Italy vs China – An Intercultural Comparison

7 Jun

Ever since I fell in love with an Italian, I’ve started building my case for this theory: that although Italy and China on the surface couldn’t appear more dissimilar, many cultural values each country holds dear are remarkably close. I actually love thinking about this topic, since I have a huge affinity for both cultures, and my interaction with both Chinese and Italian culture have irrevocably shaped my life’s path.

It’s important to note that culture is often compared to an iceberg.  What’s visible is merely a tiny fraction of the whole entity, and it’s what is below the waterline that is likely to cause a horrendous impact.

Historically, there is a great deal of common ground for my theory.  Both Italy and China are ancient civilizations, responsible for structures and inventions that still shape our modern societies.  And at least one historian, Gavin Menzies, claims that the Chinese “sparked the Italian Renaissance and that Leonardo da Vinci’s inventions were directly influenced by Chinese technical drawings.” And in more recent history, both cultures have experienced totalitarian regimes.

Certainly, what I would call the “external expressions” of Italian and Chinese culture appear radically different.  Consider the architecture, music, food, and certainly, personal expression. Consider the stereotypical gregarious and affectionate Italian, vs the calm and stoic Chinese. Even the commonly held myth that Marco Polo brought pasta from China and introduced it to Italy has been debunked, thanks to documents predating his trip (such as a will and testament that bequeath pasta to a fortunate relative).

Yet still, consider the importance of food to each culture.  In my life, I have only ever been scolded at a Chinese or Italian restaurant – these cultures take everything involving their food so seriously.  They know the way, after millennia, how their food must be prepared, so don’t bother asking for olive oil with your bread in Italy, or for pork-free ma-po dofu in China.  And food is the ultimate social tool – you take time to savor these meals, and to cherish them with the people who are closest to you.

Speaking of which, family and relationships are paramount.  In both cultures, whom you know means everything.  I’ve been told in Rome, it is simply not possible to get a job without an insider connection, and once you know the right person, you’ve got it.  In China, business is conducted on the strength of the relationships (guanxi) you possess.  On a darker note, both Italy and China have birthed feared organized crime syndicates – the Mafia (Sicily)/Camorra (Napoli), and Triads in China.  In both countries, the organizations were originally conceived as de facto resistance/rebel forces.

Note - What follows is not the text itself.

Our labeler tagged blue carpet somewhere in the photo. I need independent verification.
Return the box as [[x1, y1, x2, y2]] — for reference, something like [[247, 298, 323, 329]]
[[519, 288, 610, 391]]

Hierarchy and position in both societies are taken very seriously, and it is expected in both cultures to use formal titles, unlike our “low-hierarchy” North American culture where first names, regardless of status, are far more common.  And cultivating “face,” one’s external presentation to the world is embraced in both cultures – where a great deal of emphasis is placed on well-known status symbols – such as the right watch, and the right car.  Interestingly, the Chinese are now one of the top consumers of luxury products in the world – many of which are Italian labels such as Lamborghini, Prada and Versace.

One other area where I see a striking similarity is in the Italian and Chinese approach to rules.  In North America we have a rather rigid approach to rules.  It’s simple – people who follow rules and laws are respected.  People who break or circumvent them are criminals and worthy of contempt.  Our attitude seems well and just, but consider the luxury that allows it to be so.  In culture, its important to avoid a stance of “this is what we do, therefore it’s right; and anything different is wrong.” In Canada and the US, what are our options when we feel that a rule/law is unjust?  We have many.  We can vote someone in or out of office, start a march, create an advocacy group, write letters to the editor, organize a protest, etc. etc. etc.  In Italy, the bureaucratic process to simply pay a bill is crushing (I was told by an acquaintance here that a TV cable company would only cancel his service if he produced a death certificate).  For centuries, Italians have found creative ways to get around the laws on the books, and all agree that not to do so would be impossible to live.  In China, there is a saying, “the mountains are high and the emperor is far away,” and again, it is widely acknowledged that to survive one must understand how to circumvent rules.  In both countries, being a scoff law is not only tolerated, it is respected. This is a very challenging aspect for North Americans conducting business in China, but it can be helpful to be aware that this is an issue, and to understand the reason why.

So, what do you think of this theory?  Last week, I was gratified to meet a British woman who was transferred to Italy after working in Asia, as her employer felt that her time in Asia gave her the culture skill set to succeed in Italy.